Ingredients

1

                        can (8 oz) refrigerated Pillsbury™ Original Crescent Rolls (8 Count)

1

large sweet onion (about 12 oz)

2

teaspoons olive oil

2

teaspoons chopped fresh rosemary leaves or 1 teaspoon dried rosemary leaves, crushed

2

tablespoons packed brown sugar

4

oz coarsely chopped Brie cheese

Preparation

Heat oven to 375°F. Grease or spray large cookie sheet. Unroll dough into 1 large rectangle on cookie sheet; press into 13x9-inch rectangle, firmly pressing perforations to seal. Fold edges over 1/2 inch to form edges on crust. Bake 9 minutes.

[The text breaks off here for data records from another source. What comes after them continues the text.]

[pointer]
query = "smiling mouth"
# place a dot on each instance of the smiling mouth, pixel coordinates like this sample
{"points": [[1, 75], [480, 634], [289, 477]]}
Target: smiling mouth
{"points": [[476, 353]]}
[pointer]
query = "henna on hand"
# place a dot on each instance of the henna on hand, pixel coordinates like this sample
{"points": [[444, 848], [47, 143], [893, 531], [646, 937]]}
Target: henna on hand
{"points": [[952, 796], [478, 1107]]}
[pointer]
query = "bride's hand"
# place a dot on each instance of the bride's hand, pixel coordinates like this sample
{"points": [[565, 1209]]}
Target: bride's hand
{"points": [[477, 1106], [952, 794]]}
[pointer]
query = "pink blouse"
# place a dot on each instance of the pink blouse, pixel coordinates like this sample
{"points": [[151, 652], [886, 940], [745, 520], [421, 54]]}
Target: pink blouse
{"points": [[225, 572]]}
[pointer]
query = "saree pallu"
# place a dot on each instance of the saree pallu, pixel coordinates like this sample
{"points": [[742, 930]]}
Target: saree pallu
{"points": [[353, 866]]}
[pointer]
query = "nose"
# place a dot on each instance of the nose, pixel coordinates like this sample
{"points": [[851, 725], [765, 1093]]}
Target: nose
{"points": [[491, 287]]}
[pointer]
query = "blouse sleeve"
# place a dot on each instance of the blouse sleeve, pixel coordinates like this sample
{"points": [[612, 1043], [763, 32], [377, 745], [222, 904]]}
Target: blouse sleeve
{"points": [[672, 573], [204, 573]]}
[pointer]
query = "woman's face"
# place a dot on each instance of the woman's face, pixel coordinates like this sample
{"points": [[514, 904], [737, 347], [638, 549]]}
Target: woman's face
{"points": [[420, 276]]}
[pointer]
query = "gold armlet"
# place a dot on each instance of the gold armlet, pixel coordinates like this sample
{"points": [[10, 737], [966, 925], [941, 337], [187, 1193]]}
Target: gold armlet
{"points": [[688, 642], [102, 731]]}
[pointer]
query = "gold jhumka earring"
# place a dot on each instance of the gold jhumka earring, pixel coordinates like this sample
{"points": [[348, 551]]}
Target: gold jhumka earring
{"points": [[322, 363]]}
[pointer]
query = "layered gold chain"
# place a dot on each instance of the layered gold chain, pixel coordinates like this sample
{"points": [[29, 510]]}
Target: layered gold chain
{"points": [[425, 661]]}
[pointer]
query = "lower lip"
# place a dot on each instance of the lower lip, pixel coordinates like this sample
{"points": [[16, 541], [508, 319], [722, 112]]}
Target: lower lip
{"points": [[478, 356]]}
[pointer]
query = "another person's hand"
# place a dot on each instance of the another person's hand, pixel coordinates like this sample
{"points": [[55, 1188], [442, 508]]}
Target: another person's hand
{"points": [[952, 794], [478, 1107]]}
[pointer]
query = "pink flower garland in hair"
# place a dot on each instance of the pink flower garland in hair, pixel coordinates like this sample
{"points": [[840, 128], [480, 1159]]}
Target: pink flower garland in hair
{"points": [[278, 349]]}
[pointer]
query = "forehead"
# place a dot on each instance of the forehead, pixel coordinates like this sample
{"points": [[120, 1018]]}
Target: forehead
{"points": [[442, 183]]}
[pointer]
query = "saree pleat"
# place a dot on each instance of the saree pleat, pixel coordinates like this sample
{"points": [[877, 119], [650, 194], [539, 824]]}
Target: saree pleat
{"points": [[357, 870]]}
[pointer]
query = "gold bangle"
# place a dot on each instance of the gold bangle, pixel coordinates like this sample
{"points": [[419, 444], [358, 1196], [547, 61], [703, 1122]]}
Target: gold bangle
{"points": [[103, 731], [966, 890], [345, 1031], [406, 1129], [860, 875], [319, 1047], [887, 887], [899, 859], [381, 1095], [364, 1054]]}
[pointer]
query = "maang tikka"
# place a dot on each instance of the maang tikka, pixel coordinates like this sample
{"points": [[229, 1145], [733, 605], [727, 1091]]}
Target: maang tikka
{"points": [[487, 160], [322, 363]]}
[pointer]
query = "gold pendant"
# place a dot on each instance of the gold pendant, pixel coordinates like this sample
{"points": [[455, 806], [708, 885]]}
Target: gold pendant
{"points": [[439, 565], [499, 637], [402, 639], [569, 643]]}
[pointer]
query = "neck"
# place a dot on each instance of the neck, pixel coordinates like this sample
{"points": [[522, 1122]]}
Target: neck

Meanwhile, cut root end off onion, creating flat surface. Place flat surface on cutting board; cut onion in half vertically, and peel off outer layer. Place large flat side down; cut into 1/8-inch slices. In 10-inch skillet, heat oil over medium heat. Add onion and rosemary; cook 8 to 10 minutes, stirring frequently, until onions are caramelized. Stir in brown sugar.

Arrange cheese evenly over partially baked crust; top with onions.

Bake 4 to 6 minutes longer or until crust is golden brown. Cut into 6 rows by 3 rows. Serve warm.